Remember always that negative people defend what they have; positive people scout for new opportunities.

Going back to the example of evaluating your teacher with 1’s or 5’s: your teacher will always get better if you give him high marks instead of low marks. It’s an indisputable fact. This question is the downfall of objectivists: is the improvement “real,” or does it merely represent confirmation bias on my part (i.e. “imaginary”). Is change really happening, or am I just seeing what I want to see?

The truth is, truth is irrelevant.

The objectivists will say that it is not ‘fair’ to everyone else if you give ‘unfair’ ratings. They’re assuming that ratings are a zero-sum game. Your evaluations should reflect your professors’ showmanship, because when you give a good score, you’re effectively giving bad scores to everyone else.

This is baloney. If you’re going to be completely objective, you should do this: give really good scores to your bad teachers, because it will result in noticeable improvement. But if your history teacher makes the Vietnam War come alive, you should give him low scores, because that will bring him back from extraordinary to ordinary. Everyone needs to be in the safe and ordinary middle.

Of course, this is hogwash, no matter what perspective you have. Even my seven-year-old sister Rachel would agree.

Objectivism is hogwash, and realists aren’t objective at all. They’re negative. Being objective is useless, because all we have is negativity or positivity. You can’t choose between good and evil by splitting your time equally between doing good and doing evil. If you’re being neutral, you’re doing nothing, and doing nothing is always negative. Forsaking your human power and potential is never a neutral decision. It can only be negative.

Most people have negative belief systems. I could say this is a negative thing, but it is in fact quite positive because it means they have many opportunities for personal growth. Though I’ve written a book worth of articles, I’m just as much a beginner as you. The limit of our potential is only the limit of our mind.

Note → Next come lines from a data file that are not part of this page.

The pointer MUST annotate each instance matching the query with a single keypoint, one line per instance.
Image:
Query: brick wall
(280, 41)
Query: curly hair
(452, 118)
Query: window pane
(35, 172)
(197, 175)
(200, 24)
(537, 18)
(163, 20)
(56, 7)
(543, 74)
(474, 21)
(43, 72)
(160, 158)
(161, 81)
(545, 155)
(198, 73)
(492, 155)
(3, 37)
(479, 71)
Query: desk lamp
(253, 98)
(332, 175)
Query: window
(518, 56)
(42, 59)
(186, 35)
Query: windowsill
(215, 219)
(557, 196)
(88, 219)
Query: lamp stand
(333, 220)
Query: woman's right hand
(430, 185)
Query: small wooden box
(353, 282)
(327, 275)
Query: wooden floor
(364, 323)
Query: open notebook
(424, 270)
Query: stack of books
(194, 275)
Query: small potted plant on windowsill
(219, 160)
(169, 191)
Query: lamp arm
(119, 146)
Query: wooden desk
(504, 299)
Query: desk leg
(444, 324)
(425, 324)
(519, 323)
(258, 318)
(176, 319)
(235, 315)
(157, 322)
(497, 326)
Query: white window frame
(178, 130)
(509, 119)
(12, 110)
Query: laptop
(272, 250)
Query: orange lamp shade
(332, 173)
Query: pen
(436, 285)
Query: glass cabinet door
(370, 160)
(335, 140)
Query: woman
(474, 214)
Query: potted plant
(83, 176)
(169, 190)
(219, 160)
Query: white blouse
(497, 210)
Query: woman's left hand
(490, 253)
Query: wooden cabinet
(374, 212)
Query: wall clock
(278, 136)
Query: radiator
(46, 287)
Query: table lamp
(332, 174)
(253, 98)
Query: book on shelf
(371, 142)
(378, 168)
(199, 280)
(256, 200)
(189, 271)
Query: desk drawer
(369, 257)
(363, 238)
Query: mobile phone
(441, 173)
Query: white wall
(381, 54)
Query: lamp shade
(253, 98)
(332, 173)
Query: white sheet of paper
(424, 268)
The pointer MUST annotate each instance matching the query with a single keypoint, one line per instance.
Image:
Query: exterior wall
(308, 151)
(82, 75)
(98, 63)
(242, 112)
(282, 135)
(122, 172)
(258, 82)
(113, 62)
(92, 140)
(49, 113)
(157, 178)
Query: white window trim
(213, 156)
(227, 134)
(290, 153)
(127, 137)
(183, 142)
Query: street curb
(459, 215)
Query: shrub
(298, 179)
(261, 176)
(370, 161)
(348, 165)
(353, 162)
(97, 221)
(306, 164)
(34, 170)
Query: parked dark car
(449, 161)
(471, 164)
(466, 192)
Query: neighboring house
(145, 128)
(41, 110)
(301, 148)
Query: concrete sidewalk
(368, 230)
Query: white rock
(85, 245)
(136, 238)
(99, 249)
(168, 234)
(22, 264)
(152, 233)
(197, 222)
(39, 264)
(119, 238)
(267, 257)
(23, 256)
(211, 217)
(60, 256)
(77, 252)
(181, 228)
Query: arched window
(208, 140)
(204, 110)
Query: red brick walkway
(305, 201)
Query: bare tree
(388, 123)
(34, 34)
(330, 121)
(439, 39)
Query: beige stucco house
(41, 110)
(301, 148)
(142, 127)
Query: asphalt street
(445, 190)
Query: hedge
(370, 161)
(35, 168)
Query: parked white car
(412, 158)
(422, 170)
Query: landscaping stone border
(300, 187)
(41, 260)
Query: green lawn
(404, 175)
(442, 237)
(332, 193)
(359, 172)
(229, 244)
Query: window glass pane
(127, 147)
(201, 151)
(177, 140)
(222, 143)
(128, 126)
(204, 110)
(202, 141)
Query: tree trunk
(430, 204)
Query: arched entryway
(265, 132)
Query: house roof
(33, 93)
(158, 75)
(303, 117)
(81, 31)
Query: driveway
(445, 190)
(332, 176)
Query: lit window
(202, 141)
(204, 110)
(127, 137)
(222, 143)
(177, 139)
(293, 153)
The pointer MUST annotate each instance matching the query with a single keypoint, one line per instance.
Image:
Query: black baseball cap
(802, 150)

It’s easy to become negative when all you’re doing is busywork. Conversely, it’s hard to be anything but positive when you’re working for the highest good of all. Negative emotions are a sign that you’re not accomplishing enough—you need to either change focus or work a lot harder on your current projects. For me, it’s inspiring greatness in others, which I do through artistic photography and writing articles like these. Sometimes I get tired of writing so I take or edit photos instead. Usually I’m not thinking about helping others while in creative flow, but everything builds on that, even if it’s not present every second.

Negativity is just positivity in disguise.

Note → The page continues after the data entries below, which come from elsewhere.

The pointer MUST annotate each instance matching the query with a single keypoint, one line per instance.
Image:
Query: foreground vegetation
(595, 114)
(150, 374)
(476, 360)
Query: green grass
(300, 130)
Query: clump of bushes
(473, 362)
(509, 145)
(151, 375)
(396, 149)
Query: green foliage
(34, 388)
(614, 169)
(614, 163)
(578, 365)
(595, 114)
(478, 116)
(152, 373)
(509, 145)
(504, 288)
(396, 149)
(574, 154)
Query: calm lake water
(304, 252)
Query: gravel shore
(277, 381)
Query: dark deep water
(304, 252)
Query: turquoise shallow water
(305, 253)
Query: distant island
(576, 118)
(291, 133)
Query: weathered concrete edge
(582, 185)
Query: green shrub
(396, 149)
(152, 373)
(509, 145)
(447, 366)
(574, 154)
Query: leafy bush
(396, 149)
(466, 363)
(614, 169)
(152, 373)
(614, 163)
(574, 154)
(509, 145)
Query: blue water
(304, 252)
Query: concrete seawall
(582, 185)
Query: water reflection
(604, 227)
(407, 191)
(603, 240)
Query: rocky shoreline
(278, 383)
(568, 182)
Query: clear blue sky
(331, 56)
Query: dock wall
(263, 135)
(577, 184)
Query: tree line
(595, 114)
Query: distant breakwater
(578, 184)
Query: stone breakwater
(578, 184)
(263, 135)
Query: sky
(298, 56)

4 thoughts on “Reframing Negativity

  1. This article is so wonderful. You just gave me the best insight about criticism. Thanks for writing this. It has inspired me and encouraged me to push forward without being afraid of the opinion of the few vocal negative people.

    • Thanks! That’s where writing this article helped me, though I don’t get much criticism.

      Everything should be balanced… reading this might not be good if you have only positive influences in your life now, but if you’re going through a tough period this post could be helpful.

      • Well, I’m kinda going through both. I get a lot of positive feedback but I also get a few negative things and I find it hard not to take it personally. I’ve read the 4 Agreements and I always remind myself that it’s about them and not me.

        Also, as a writer, I’ve been at a crossroad and I’ve been trying to decide if I should stick to the “safe” stuff and get a more broad appeal or just stick to my guns and really say what I think because in both cases I won’t be able to please everyone anyway.